LightningModule __init__ vs. setup method

When should I use __init__ or setup when using a ddp backend? Currently I initialise my model in __init__ without obvious bad effects, is this reasonable? Or should I be doing it in setup?

There doesn’t seem to be much guidance in https://pytorch-lightning.readthedocs.io/en/latest/lightning-module.html#lightningmodule-api about when setup should be used over __init__ and what common use cases are.

Thanks

I think that the __init__ here follows the same distributed initialization logic as in nn.Module, since LightningModule subclasses nn.Module - that being said, I don’t think it should make much of a difference if you initialize your model in __init__ or __setup__.

What’s your use-case? Could you provide a MWE?

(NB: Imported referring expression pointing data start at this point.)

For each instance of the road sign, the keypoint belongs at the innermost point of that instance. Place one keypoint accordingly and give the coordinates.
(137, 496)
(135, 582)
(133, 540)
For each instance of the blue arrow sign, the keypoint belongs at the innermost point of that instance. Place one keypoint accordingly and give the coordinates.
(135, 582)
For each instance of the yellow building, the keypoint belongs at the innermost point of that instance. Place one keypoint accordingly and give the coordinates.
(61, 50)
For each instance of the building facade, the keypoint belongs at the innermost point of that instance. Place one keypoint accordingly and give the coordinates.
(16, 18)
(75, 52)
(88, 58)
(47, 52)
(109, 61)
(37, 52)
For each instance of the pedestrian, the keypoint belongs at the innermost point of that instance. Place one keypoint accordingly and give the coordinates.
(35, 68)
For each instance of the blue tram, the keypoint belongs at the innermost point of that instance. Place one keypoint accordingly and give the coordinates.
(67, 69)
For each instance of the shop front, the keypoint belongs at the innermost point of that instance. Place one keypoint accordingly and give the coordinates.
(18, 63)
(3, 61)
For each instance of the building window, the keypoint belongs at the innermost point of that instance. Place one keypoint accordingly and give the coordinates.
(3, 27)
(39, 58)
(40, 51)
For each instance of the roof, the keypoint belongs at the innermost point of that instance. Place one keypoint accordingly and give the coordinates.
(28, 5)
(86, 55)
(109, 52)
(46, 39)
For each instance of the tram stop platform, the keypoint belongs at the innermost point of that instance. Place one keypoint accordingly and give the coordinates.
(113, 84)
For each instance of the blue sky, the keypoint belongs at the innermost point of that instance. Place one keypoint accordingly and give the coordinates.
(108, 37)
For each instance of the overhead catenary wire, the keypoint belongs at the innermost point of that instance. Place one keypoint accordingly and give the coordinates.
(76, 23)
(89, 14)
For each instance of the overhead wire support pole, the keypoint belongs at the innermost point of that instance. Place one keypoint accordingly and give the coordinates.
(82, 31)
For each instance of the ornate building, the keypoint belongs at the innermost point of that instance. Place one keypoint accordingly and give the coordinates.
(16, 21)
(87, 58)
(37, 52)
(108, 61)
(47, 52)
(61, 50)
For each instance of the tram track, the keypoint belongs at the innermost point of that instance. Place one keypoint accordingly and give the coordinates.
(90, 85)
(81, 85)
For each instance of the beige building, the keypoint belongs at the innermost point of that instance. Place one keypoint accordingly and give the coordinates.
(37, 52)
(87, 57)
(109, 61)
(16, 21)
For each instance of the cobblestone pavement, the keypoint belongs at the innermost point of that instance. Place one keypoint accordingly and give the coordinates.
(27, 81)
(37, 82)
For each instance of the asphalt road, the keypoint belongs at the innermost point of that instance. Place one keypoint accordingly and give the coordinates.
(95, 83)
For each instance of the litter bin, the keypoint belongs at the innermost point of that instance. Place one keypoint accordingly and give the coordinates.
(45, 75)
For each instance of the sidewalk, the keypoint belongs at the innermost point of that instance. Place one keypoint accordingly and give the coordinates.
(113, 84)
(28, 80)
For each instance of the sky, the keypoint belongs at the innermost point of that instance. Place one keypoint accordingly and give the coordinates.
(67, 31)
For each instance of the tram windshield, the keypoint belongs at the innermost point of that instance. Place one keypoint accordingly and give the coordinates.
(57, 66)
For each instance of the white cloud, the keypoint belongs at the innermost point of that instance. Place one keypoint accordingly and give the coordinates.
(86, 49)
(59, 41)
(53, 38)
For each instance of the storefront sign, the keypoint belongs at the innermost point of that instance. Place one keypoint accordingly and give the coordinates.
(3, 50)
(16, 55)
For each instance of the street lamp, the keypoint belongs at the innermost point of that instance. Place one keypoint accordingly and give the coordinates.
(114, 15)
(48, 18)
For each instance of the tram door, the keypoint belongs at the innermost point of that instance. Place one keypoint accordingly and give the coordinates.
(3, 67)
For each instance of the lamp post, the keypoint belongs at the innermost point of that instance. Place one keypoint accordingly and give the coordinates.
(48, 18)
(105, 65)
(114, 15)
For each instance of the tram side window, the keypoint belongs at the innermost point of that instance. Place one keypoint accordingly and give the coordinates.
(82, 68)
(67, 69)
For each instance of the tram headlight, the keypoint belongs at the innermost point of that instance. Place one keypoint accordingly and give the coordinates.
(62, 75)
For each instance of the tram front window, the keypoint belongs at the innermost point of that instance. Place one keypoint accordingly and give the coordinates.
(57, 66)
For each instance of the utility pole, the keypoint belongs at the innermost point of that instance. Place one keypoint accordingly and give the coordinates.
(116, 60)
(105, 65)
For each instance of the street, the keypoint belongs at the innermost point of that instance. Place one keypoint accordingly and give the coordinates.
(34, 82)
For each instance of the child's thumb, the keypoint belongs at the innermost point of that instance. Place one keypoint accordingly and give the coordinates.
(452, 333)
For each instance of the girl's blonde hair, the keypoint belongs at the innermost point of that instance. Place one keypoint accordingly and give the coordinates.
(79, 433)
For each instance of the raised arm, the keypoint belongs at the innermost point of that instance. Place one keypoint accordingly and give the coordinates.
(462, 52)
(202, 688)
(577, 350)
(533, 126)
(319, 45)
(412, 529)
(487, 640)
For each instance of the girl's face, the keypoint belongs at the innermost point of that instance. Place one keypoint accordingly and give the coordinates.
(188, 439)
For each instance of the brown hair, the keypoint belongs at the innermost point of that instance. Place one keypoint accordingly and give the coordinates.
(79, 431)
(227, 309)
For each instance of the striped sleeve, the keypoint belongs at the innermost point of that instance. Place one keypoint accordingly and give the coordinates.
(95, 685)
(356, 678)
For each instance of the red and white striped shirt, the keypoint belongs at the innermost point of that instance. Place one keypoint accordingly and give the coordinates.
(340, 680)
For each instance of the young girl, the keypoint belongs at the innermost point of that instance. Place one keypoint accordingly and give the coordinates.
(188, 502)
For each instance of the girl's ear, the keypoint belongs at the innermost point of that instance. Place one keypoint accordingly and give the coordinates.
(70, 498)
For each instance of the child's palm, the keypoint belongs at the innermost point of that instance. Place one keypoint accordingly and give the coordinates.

If there is anything in particular that you want to change when you are running in multiple stages then setup can be used. Like if you need to set up or get the model ready before testing, that can be done with setup('test')

That’s exactly it, I don’t know what the use cases for this functionality are :sweat_smile:, I’m trying to understand when setup is an appropriate choice over just initialising in __init__

The model should be initialized in __init__ and it will be moved to all the devices automatically in a distributed environment. setup should be used to initialize anything else that is required in every sub-process in DDP mode. You can also alter the model in setup too if you want to dynamically change or alter it somehow on each sub-process. If you initialize anything else in __init__ it will be initialized on the main process and won’t be able to access it on the sub-process in case of DDP.

So any nn.Module fields are handled automatically, but beyond that then we need to used setup? e.g. say I have a CSV I read in using pandas in __init__, that field would only be present on the main thread and on the other threads?

Correct.

yes, if you need it in the sub-process then you should define it in setup.

but also, you can use datamodules to decouple the data stuff from your model whenever you want. then the use of setup becomes more clear there.

DataModule:

  • setup
  • prepare data
  • train loader
  • val loader
  • test loader

LightningModule:

  • init
  • train step
  • val step (optional)
  • test step (optional)
  • optimizers
  • (optional forward)